5 yaşındaki Zeynep'in vefatına

5 yaşındaki Zeynep’in vefatına neden olan şoföre jet tahliye

ANKARA’da meskeninin önünde arabadan inip yola çıkan Zeynep Ela Bülbül’e (5) çarparak hayatını kaybetmesine neden olduğu suçlamasıyla tutuklanan servis minibüsünün şoförü İsmail A. (58), 2 hafta sonra birinci duruşmada tahliye edildi.

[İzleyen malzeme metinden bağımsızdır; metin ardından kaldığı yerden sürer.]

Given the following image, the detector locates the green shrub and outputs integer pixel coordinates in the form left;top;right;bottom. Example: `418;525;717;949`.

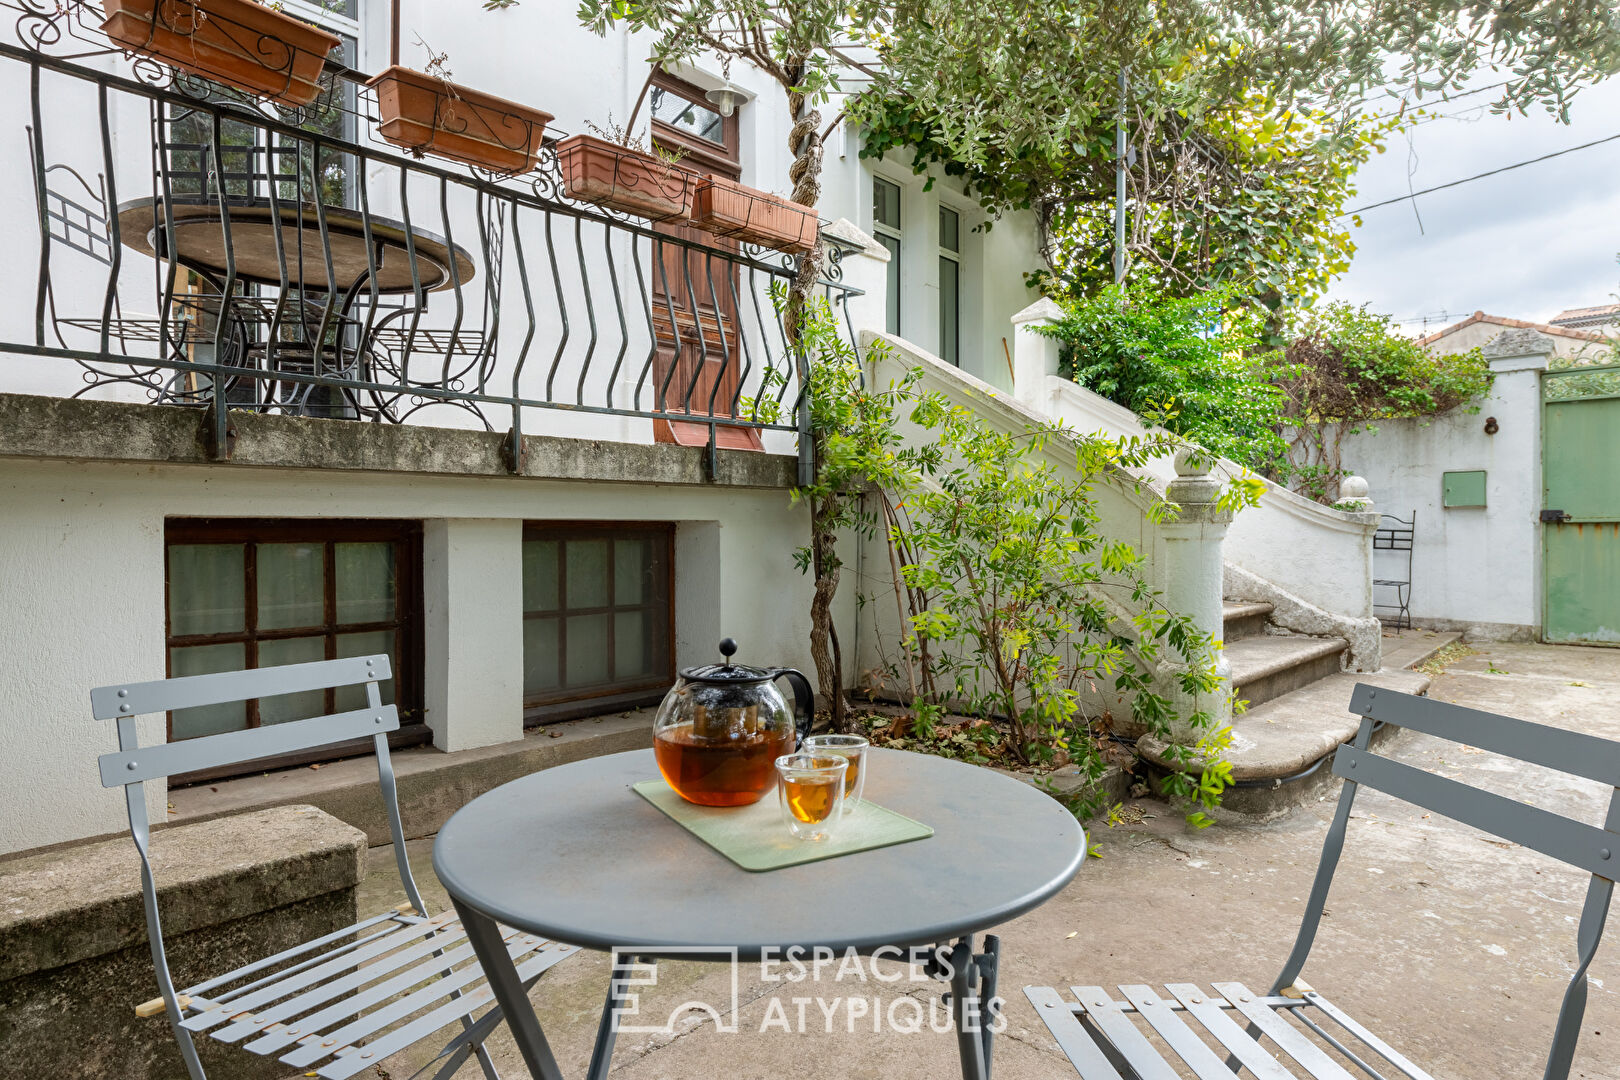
1035;284;1290;475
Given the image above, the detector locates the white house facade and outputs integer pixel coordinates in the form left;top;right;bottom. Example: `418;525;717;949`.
0;0;1049;856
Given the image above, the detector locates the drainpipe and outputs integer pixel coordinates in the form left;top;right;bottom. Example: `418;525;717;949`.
1112;66;1127;284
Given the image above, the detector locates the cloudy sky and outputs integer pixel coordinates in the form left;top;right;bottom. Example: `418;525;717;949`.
1327;77;1620;332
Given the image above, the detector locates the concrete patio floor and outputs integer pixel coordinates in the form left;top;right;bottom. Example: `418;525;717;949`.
350;640;1620;1079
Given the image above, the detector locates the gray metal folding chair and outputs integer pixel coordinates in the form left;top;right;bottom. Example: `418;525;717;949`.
1026;684;1618;1080
93;655;580;1080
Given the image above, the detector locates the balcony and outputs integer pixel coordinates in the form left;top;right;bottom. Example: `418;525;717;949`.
0;1;860;481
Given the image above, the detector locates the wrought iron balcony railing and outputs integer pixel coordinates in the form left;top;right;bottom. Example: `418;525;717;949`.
3;1;860;481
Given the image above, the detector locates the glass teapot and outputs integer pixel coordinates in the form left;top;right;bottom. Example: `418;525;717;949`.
653;637;814;806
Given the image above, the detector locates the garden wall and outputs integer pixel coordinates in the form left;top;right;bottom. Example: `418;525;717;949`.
1333;331;1550;639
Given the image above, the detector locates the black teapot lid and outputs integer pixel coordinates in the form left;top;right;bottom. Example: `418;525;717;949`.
678;638;774;683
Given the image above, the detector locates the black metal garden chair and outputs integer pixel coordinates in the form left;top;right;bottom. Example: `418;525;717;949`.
94;655;580;1079
1026;684;1618;1080
1373;512;1415;630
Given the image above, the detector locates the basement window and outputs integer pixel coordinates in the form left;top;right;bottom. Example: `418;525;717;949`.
522;523;675;723
163;518;426;781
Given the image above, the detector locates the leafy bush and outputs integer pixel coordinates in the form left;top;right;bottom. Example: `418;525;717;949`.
1274;302;1492;501
1034;285;1291;475
769;300;1237;824
882;398;1234;823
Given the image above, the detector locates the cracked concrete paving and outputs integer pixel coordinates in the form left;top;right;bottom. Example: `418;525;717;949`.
348;641;1620;1079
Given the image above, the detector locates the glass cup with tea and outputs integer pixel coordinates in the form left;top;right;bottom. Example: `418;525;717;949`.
774;753;848;841
802;734;869;810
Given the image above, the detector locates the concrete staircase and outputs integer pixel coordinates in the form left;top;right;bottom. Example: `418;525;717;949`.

Kaza raporunda ‘hız sonunu yüzde 30’dan yüzde 50’ye kadar aşmak’ kuralını ihlal ettiği için ikinci derece kusurlu bulunan şoför hakkında 15 gün içinde iddianame düzenlenip, tahliye kararı verilmesine aile reaksiyon gösterdi.

Yenimahalle ilçesi, Susuz Mahallesi, 3771’inci Cadde’de 21 Temmuz günü Cennet Bülbül, arabasıyla meskeninin önünde yol kenarında durdu. Arabadan inip yola çıkan Zeynep Ela’ya, İsmail A. idaresindeki 06 C 5812 plakalı servis minibüsü çarptı. Zeynep Ela, kaza yerinde kaybetti. Cennet Bülbül’ün, kızının cansız vücudu başındaki feryatları cep telefonu kamerasına yansıdı.

Kazanın akabinde tutuklanan şoför İsmail A. hakkında 2 hafta içinde ‘taksirle vefata neden olmak’ cürmünden 12 yıla kadar mahpus istemiyle iddianame düzenlenip, dava açıldı. Dava belgesinde polisin kaza raporu da yer aldı. Raporda minibüsün suratının takometreye nazaran 70 kilometre olduğu, İsmail A.’nın ‘hız hududunu yüzde 30’dan yüzde 50’ye kadar aşmak’ kuralını ihlal ettiği için ikinci derece kusurlu olduğu belirtildi.

İLK DURUŞMADA TAHLİYE

Tutuklu şoför İsmail A., isimli tatil olması nedeniyle nöbetçi 72’nci Asliye Ceza Mahkemesi’nde dün görülen birinci duruşmada hakim karşısına çıktı. İsmail A. savunmasında suratının yaklaşık 30- 35 kilometre olduğunu ileri sürerek, “Her vakit geçtiğim denetimsiz kavşak var. 2’nci vitese düşerek, kavşağı denetimli bir biçimde geçtim. Daha sonra bir bayanın çığlık sesini duydum. Çocuğa nasıl çarptığımı görmedim, bilmiyorum. Kazada kusurum yoktur, beraatımı istiyorum” dedi.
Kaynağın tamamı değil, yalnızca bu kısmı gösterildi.